Using the Lenses SQL Jdbc driver with Apache Spark

How the Lenses SQL Jdbc driver allows Apache Spark to query Kafka Topics
photo of Stephen Samuel
Stephen Samuel

In our previous blog we introduced the exciting new open source JDBC driver for Apache Kafka via Lenses. In this article we’ll delve deeper and show how we can use the driver in conjunction with Apache Spark.

For those who are new to Spark, Apache Spark is an in-memory distributed processing engine which supports both a programatic and SQL API. Spark will split a dataset into partitions and distribute these partitions across a cluster. One of the input formats Spark supports is JDBC, and so by using Lenses and the JDBC driver we can provide Spark with a dataset that is populated directly from a kafka topic.

It’s worth noting that Spark-Streaming already has preliminary support for Kafka. This blog is about how to efficiently load historical data from Kafka into Apache Spark in order to run reporting, data wharehousing or feed your ML applications.

To demonstrate, we’ll use one of the topics that comes with the Lenses development box, the cc_payments topic which contains sample data pertaining to credit card transactions. We can see the type of data provided by this topic by using the topic browser inside Lenses.

Let’s run the default query to see the structure of the data:

SELECT * FROM cc_payments WHERE _vtype=‘AVRO’ AND _ktype=‘BYTES’ LIMIT 1000`

We’ll use this same query later on when we load data into Apache Spark. Our aim is to select data from the payments topic, and then use Spark’s aggregations functions to sum the amount spent and group that by currency.

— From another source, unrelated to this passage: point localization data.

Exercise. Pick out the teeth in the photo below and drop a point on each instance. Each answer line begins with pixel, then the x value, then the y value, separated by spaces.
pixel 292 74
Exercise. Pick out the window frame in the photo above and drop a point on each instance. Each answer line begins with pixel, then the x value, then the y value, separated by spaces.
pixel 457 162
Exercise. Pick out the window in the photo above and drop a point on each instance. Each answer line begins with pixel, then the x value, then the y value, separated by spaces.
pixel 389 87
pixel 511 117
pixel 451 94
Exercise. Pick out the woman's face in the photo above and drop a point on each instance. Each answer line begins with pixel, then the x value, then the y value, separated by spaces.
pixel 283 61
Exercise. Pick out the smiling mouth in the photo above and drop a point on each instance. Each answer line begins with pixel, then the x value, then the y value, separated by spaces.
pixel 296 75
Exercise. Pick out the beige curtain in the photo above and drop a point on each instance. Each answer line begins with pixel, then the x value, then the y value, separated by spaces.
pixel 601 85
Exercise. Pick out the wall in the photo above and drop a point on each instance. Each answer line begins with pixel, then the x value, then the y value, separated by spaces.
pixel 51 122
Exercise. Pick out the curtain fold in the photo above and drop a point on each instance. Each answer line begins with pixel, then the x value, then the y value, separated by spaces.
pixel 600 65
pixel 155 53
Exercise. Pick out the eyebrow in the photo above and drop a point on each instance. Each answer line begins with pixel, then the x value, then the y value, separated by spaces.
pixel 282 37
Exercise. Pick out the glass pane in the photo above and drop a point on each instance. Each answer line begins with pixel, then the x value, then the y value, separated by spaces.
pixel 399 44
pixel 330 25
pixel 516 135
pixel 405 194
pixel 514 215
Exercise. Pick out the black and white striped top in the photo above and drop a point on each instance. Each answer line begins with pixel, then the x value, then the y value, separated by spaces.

The first thing we’ll need to do is register the JDBC dialect. A JdbcDialect is an interface Spark provides to support slight differences in SQL implementations. For example Oracle uses a backtick as an escape character whereas MySQL uses quotemarks - this is handled by each dialect. The Lenses dialect informs Spark of the escape characters Lenses SQL uses and how Spark should query Lenses to retrieve a schema. The implementation, in Java, is as follows:

public class LsqlJdbcDialect extends JdbcDialect {

    static {
        new LsqlDriver();
    }

    @Override
    public boolean canHandle(String url) {
        return url.startsWith("jdbc:lsql:kafka");
    }

    @Override
    public String getSchemaQuery(String table) {
        if (table.toUpperCase().startsWith("SELECT")) {
            return table.replace("\\sLIMIT\\s+(\\d+)", "LIMIT 1");
        } else {
            return "SELECT * from `" + table + "` LIMIT 1";
        }
    }

    @Override
    public String getTableExistsQuery(String table) {
        return "SELECT * FROM `" + table + "` LIMIT 1";
    }

    @Override
    public String quoteIdentifier(String colName) {
        return "`" + colName + "`";
    }

    @Override
    public String escapeSql(String value) {
        return value;
    }
}

Each custom dialect must be registered with Spark via the JdbcDialects.registerDialect method, which we will use the final snippet later.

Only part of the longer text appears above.